My wife and I have two kids and so the fourth generation exists but too early to tell their interest level; however, I am not going anywhere any time soon so there is time to figure out the next generation. We would not still be here if we did not produce excellent products the customers want in a timely and courteous manner. Over the three generations we have had to reinvent the business on more than one occasion and will more than likely do it again to make it into the next generation. Adapt or die.
What upcoming initiatives do you find particularly exciting?
I have touched on some of these already. The stay tape business should double in sales this year. There will be more opportunities for us to work with companies that want to use environmentally friendly adhesive solutions, whether it is paper straws to reduce plastics, paper sleeves to reduce plastic in wrapping cards or packaged, or to reduce plastics in manufacturing folding cartons.
Our used equipment business will continue to grow in 2020. We are also looking at a few OEM rigid box and ancillary equipment manufactures that want professional sales representation in North America.

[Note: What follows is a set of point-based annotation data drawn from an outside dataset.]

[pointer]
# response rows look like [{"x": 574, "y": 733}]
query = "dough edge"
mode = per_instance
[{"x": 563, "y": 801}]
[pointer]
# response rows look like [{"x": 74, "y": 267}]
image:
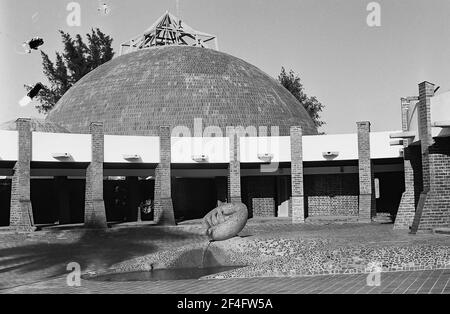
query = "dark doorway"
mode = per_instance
[
  {"x": 44, "y": 201},
  {"x": 391, "y": 188},
  {"x": 5, "y": 202},
  {"x": 193, "y": 198}
]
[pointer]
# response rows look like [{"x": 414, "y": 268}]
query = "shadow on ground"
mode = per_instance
[{"x": 49, "y": 256}]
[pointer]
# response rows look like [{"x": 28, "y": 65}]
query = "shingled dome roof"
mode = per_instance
[
  {"x": 37, "y": 125},
  {"x": 136, "y": 93}
]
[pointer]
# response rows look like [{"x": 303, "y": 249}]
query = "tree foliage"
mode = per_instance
[
  {"x": 75, "y": 61},
  {"x": 292, "y": 83}
]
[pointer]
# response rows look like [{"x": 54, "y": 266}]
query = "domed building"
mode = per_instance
[
  {"x": 165, "y": 78},
  {"x": 136, "y": 93}
]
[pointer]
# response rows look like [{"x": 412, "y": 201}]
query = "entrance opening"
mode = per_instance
[
  {"x": 193, "y": 198},
  {"x": 5, "y": 202}
]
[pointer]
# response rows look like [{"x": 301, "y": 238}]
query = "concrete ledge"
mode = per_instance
[{"x": 442, "y": 230}]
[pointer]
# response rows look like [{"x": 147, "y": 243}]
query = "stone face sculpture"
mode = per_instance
[{"x": 225, "y": 221}]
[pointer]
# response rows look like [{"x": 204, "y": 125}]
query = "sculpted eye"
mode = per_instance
[{"x": 225, "y": 221}]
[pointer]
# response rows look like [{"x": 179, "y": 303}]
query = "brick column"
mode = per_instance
[
  {"x": 62, "y": 189},
  {"x": 133, "y": 198},
  {"x": 297, "y": 198},
  {"x": 234, "y": 169},
  {"x": 433, "y": 209},
  {"x": 407, "y": 208},
  {"x": 366, "y": 186},
  {"x": 164, "y": 213},
  {"x": 21, "y": 216},
  {"x": 94, "y": 206}
]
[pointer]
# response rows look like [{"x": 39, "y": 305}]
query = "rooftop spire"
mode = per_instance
[{"x": 169, "y": 30}]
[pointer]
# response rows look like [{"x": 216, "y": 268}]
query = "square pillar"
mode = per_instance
[
  {"x": 407, "y": 208},
  {"x": 433, "y": 209},
  {"x": 164, "y": 213},
  {"x": 62, "y": 189},
  {"x": 366, "y": 176},
  {"x": 133, "y": 199},
  {"x": 297, "y": 198},
  {"x": 234, "y": 169},
  {"x": 21, "y": 216},
  {"x": 94, "y": 206}
]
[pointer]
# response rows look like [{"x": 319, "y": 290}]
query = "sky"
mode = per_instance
[{"x": 358, "y": 72}]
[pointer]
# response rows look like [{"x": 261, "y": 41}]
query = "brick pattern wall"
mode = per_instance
[
  {"x": 21, "y": 215},
  {"x": 94, "y": 207},
  {"x": 164, "y": 213},
  {"x": 263, "y": 207},
  {"x": 234, "y": 170},
  {"x": 298, "y": 207},
  {"x": 434, "y": 206},
  {"x": 366, "y": 186},
  {"x": 332, "y": 195},
  {"x": 426, "y": 91},
  {"x": 407, "y": 208}
]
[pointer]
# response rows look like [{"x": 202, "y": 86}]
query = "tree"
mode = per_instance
[
  {"x": 76, "y": 60},
  {"x": 291, "y": 82}
]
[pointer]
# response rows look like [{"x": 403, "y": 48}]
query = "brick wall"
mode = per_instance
[
  {"x": 94, "y": 207},
  {"x": 164, "y": 213},
  {"x": 263, "y": 207},
  {"x": 259, "y": 187},
  {"x": 366, "y": 187},
  {"x": 298, "y": 208},
  {"x": 434, "y": 206},
  {"x": 331, "y": 195},
  {"x": 21, "y": 213},
  {"x": 407, "y": 207},
  {"x": 234, "y": 169},
  {"x": 433, "y": 209}
]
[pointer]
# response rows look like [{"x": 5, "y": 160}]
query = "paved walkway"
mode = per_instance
[
  {"x": 42, "y": 256},
  {"x": 421, "y": 282}
]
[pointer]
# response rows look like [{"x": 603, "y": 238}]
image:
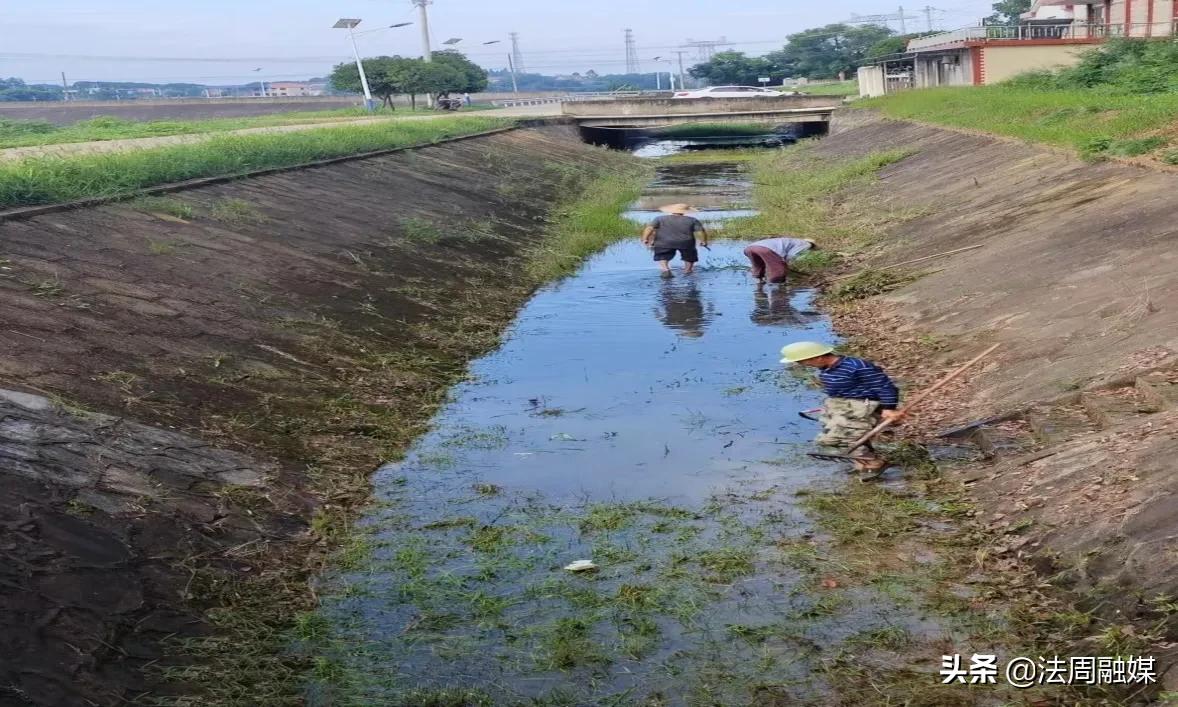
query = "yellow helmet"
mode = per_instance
[{"x": 803, "y": 350}]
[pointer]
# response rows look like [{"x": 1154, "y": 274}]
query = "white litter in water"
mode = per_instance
[{"x": 581, "y": 566}]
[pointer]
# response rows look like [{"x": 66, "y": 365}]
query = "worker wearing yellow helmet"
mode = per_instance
[{"x": 860, "y": 395}]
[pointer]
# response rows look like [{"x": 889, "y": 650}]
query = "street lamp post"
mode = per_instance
[
  {"x": 424, "y": 19},
  {"x": 262, "y": 83},
  {"x": 350, "y": 25},
  {"x": 670, "y": 73}
]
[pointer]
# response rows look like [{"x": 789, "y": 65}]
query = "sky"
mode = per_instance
[{"x": 223, "y": 41}]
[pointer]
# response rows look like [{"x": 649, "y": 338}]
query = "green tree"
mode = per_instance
[
  {"x": 1006, "y": 12},
  {"x": 736, "y": 67},
  {"x": 825, "y": 52},
  {"x": 474, "y": 76},
  {"x": 430, "y": 77},
  {"x": 385, "y": 76}
]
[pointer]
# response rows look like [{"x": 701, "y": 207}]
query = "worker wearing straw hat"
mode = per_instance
[
  {"x": 673, "y": 231},
  {"x": 771, "y": 257},
  {"x": 860, "y": 395}
]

We will have a new high-speed blender in our Monroe, NC manufacturing facility. This will provide more uniformed, faster and the ability to blend smaller mesh size products. We are in the exploratory phase of solutions to automate the final packaging of our protein adhesives. As my father used to say, “Taking the WORK out of WORK!” There are a few more we are working on but I don’t want to spoil the surprise.
Thank you so much to Tripp for his time and candidness! There is much to look forward to as our company enter this next decade!